– Прекрати, Ло, этим заниматься. Не с моими картинами.

Я виновато вытираю кисть тряпкой. До меня только сейчас вдруг доходит: он знает, чем я занималась последние шесть лет. Тогда я и спрашиваю:

– Ты слышал о «Русской триаде»?

Гробин качает головой и усмехается:

– О ребятах, что промышляли арт-криминалом? Толкали фальшаки Ватто, Гейнсборо, Брейгеля Старшего и написали тридцать две картины кисти несуществующего в природе художника-эфиопа Умо? Ты об этой «Русской триаде»?
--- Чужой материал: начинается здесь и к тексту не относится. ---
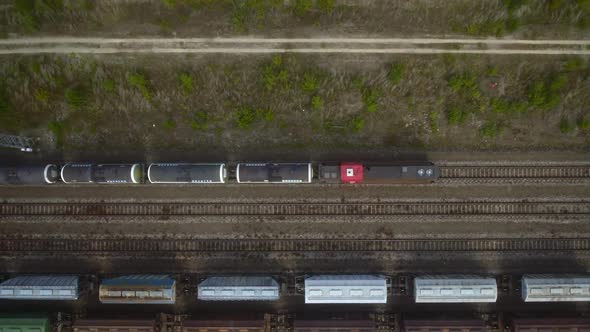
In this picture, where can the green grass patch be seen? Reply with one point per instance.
(141, 83)
(455, 116)
(76, 97)
(186, 83)
(370, 98)
(566, 126)
(396, 72)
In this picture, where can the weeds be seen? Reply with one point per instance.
(396, 73)
(186, 83)
(76, 97)
(139, 82)
(565, 126)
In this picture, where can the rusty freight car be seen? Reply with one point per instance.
(223, 325)
(333, 325)
(114, 325)
(550, 325)
(467, 325)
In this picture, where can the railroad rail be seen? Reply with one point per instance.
(579, 172)
(173, 246)
(256, 208)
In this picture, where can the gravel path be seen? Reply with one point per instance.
(292, 45)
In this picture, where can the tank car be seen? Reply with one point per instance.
(102, 173)
(274, 173)
(375, 173)
(43, 174)
(186, 173)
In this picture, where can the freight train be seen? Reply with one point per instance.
(212, 173)
(337, 322)
(315, 289)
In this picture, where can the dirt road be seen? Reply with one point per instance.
(294, 45)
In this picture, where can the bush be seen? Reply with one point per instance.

Гробин закуривает сигарету, берет ноутбук и садится на матрас.

– Иди сюда, Ло.

Он показывает мне фотографию, которая вот уже несколько месяцев гуляет в сети. Это единственный снимок, на котором те трое, кого пресса окрестила «Русской триадой», вместе. Сидят на ступеньках собора, среди голубей и хлебных крошек. Старикан-экстремист, их арт-дилер, – темные очки-авиаторы, ковбойская шляпа, крокодиловые сапоги, рэперская цепь на шее и борода Карла Маркса. Унылый толстяк-реставратор – кожаный плащ, кожаные перчатки, крепко сцепленные пальцы. И рыжеволосая я – шарф грубой вязки на хрупких плечах, бутылка мадеры под мышкой, надломленная булка в руках для голубей. Благодаря этой фотографии всех троих теперь знает в лицо гребаный мир искусства. Для мира искусства эти трое – подонки. Вот такие подонки и обесценивают чьи-то инвестиции и чьи-то репутации. Хотя мир искусства сам по себе – мир глобального надувательства, раздутого мыльного пузыря, баснословных аукционных цен за мазню.

– На этой фотке ты хороша, Ло. Я на тебя дрочил, – признается Гробин. А помолчав, добавляет: – Так что я знаю, чем ты занималась эти годы. Кто-то вставляет в задницу карандаш, елозит им по бумаге – и это уходит с молотка за сумму с шестью нулями: индустрия раскрутки говна поставлена на поток. За одно это их следовало бы нагнуть. Правда, железобетонную опору не нагнуть. Но вы честно пытались. И, если бы вас не существовало, вас следовало бы придумать. Ваш Умо был чертовски интересным. Кто его писал?

– Я.

– А кто писал Ватто?

– Он, – я показываю пальцем на нашего толстяка-реставратора.

– Но Брейгеля-то уж точно писала ты?

Он знает меня слишком хорошо. Это же Гробин, единственный, неповторимый, никому, мать его, в целом свете не нужный. Как, впрочем, и я.

– А что писал этот? – Гробин кивает на нашего старика-ковбоя.

– Он вообще не умел рисовать.

* * *

Честно сказать, я и не помню, когда и почему мы решили всегда ходить вместе на свалку. Мы просто встретились однажды во дворе в те времена, когда песчинки и веточки под ногами казались огромными, а Земля была так близко – в нескольких сантиметрах от наших лиц. Кажется, мы не сказали друг другу ни слова. Просто сели на траву во дворе и с тех пор всегда сидели на траве вместе.

Какие-то сумасшедшие голландские ученые как-то сказали, что шимпанзе распознают друг друга по ягодицам, как люди своих соплеменников – по чертам лиц. Ведь это чертовски важное умение – различать особей своего вида. У людей, кажется, есть даже особый участок мозга, помогающий нам разглядеть неповторимость каждого человеческого лица, – веретеновидная извилина. Говорят, когда людям снятся люди, в спящем мозгу оживает именно она, эта чудесная извилина. Может быть, она же оживает и в обезьяньем, когда обезьянам снятся ягодицы сородичей, – черт его знает. Так вот, если в наших мозгах есть нечто, отвечающее за сны и узнавание лиц и ягодиц, то почему бы не быть тому, что отвечает за идентификацию души? Я не знаю как – быть может, благодаря похожей на веретено извилине между затылочной и височной долями, – но мы, сев на траву друг против друга, начали распознавать… Не сразу, постепенно, день за днем, год за годом мы распознали друг друга слишком хорошо. А может быть, нам просто так показалось.